The Semantic Knowledge Representation project conducts basic research in symbolic natural language processing based on the UMLS knowledge sources. A core resource is the SemRep program, which extracts semantic predications from text. SemRep was originally developed for biomedical research. A general methodology is being developed for extending its domain, currently to influenza epidemic preparedness, health promotion, and health effects of climate change.                                          

The SKR project maintains a database of 60 million SemRep  predications extracted from all MEDLINE citations. This database supports the Semantic MEDLINE Web application, which integrates PubMed searching, SemRep predications, automatic summarization, and data visualization. The application is intended to help users manage the results of PubMed searches. Output is visualized as an informative graph with links to the original MEDLINE citations. Convenient access is also provided to additional relevant knowledge resources, such as Entrez Gene, the Genetics Home Reference, and UMLS Metathesaurus.                                               

SKR efforts support innovative infor­mation management applications in biomedicine, as well as basic research. The project team is using semantic predications to find publications that support critical questions used during the creation of clinical practice guidelines with support from the National Heart, Lung, Blood Institute. The Semantic MEDLINE technology was adapted to analyzing NIH grants as SPA  (Semantic Portfolio Analyst), with the support of the Division of Program Coordination, Planning, and Strategic Initiatives in the NIH Office of the Director.

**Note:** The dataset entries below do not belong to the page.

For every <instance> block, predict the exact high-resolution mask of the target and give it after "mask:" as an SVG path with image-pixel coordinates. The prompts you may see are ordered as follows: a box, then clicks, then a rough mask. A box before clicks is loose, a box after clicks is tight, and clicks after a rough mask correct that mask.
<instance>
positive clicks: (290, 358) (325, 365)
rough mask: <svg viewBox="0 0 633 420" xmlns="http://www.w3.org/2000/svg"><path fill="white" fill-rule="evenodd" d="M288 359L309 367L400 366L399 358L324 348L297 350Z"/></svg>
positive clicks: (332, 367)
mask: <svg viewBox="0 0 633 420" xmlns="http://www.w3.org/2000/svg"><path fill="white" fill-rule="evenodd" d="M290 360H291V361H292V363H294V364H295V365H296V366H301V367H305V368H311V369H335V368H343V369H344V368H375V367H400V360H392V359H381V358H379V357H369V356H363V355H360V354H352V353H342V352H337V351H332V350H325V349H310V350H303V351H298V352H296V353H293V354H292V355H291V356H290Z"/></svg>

Significant research in SKR is being devoted to developing and applying the literature-based discovery paradigm using semantic predications. One such project is investigating the physiology of sleep and associated pathologies, such as declining sleep quality in aging men, restless legs syndrome, and obstructive sleep apnea; another exploits predications and graph theory for automatic summarization of biomedical text. Further, the SKR team is collaborating with academic researchers in using semantic predications to help interpret the results of microarray experiments, to investigate advanced statistical methods for enhanced information management, and to address the information needs of clinicians at point-of-care.